You know what happens when you hold a garage sale? All those personal items that you have hidden away because you didn’t like them or they weren’t quite good enough to keep get exposed to light and inspected by strangers who often decide they’re not worth 50 cents. In some cases, they don’t even want them for free. Also, the people who gave you that “helpful hints” book you have placed on a card table with a $1 sticker or the goofy Christmas ornament on the freebie table show up and see that you decided their gift was not worth keeping.
A garage sale is a lot of work for a little money, but you do get to meet a lot of nice people, including neighbors you never actually spoke to before and friends you didn’t know spent their weekends buying other people’s junk.
It’s funny what people will and won’t buy. At the garage sale I held last Friday and Saturday in my actual garage, my first two customers were a couple of women who showed up early and ready to spend money. They got most excited about the bookshelf boards rescued from the great flood of 2013 in my den and bought them for $1 apiece. An outdoorsy-looking man who came a while later noticed a tall skinny log that has probably been in the garage since before we bought the house. It wasn’t even for sale; it was just holding up a rug. “How much you want for that?” he asked. That? He took it away for $2; he plans to make a table out of it. Or a sculpture. Or something. He was also interested in the big old clock on my wall, which was not for sale.
Actually several of the men were interested in things that weren’t for sale, tools and such that were hanging on the walls. Nope, sorry, mine.
Clocks did well. I quickly sold the two antique clocks that have passed through the Lick family and ended up here. It seems most people don’t share my aversion to chimes and bongs. The bike, the baby gate, and most of the wine bottle openers and corks went. I sold some books and CDs but not nearly as many as I expected to. I sold three out of four stereo components. But the records, TV, FAX machines, stereo speakers (giant) and typewriter did not sell. Nor did the bat house, and the croquet set, although they engendered much conversation. Seems what’s old and useless to me is old and useless to everybody else, too.
Of course, the hurricane didn’t help. Okay, it wasn’t a hurricane, but it rained in buckets and barrels, and the wind, with 60 mph gusts, did not help. Tree branches littered the roads, my spa cover sailed across the yard again, and the cover on my compost bin left the property altogether. Windy. Nobody came Saturday afternoon, but I kept the store open, moving the merchandise back as the rain and wind came in. I wrote a poem, sorted through old magazines, played my guitar, played my recorders and danced to old music on the boom box.
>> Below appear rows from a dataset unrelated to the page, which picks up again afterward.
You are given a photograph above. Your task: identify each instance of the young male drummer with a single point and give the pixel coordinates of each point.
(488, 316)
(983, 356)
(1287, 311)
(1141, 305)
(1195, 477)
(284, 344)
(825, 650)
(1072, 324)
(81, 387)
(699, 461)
I sat with a heater at my feet to keep warm and gazed out at the waterfall cascading from the defective gutter over the entrance to the garage.
At 4:00, I closed the garage door, took down what was left of my signs and started boxing up the remaining merchandise to donate to whoever will take them, with a few things destined for the dump. If anybody wants records from the ‘40s, ‘50s, and early ‘60s, and a lot of other cool stuff, they’re in my garage. But they’re not going to stay there for long. I’m going back to anonymously donating my stuff to charities, preferably those that will take them out of town so I don’t ever have to see them again.
Thanks to Pat and Bill, who provided great help and moral support in the early stages of the garage sale. Also, thanks to the world’s greatest dog-sitter, Jo Byriel, who came to shop and ended up taking Annie for a nice long walk.
I gave up on garage sales and now just give away my stuff outright. Or throw it away. They are SO much work!
LikeLike
I agree, Karen. I might piggyback on someone else's garage sale, but I have no plans to do it again.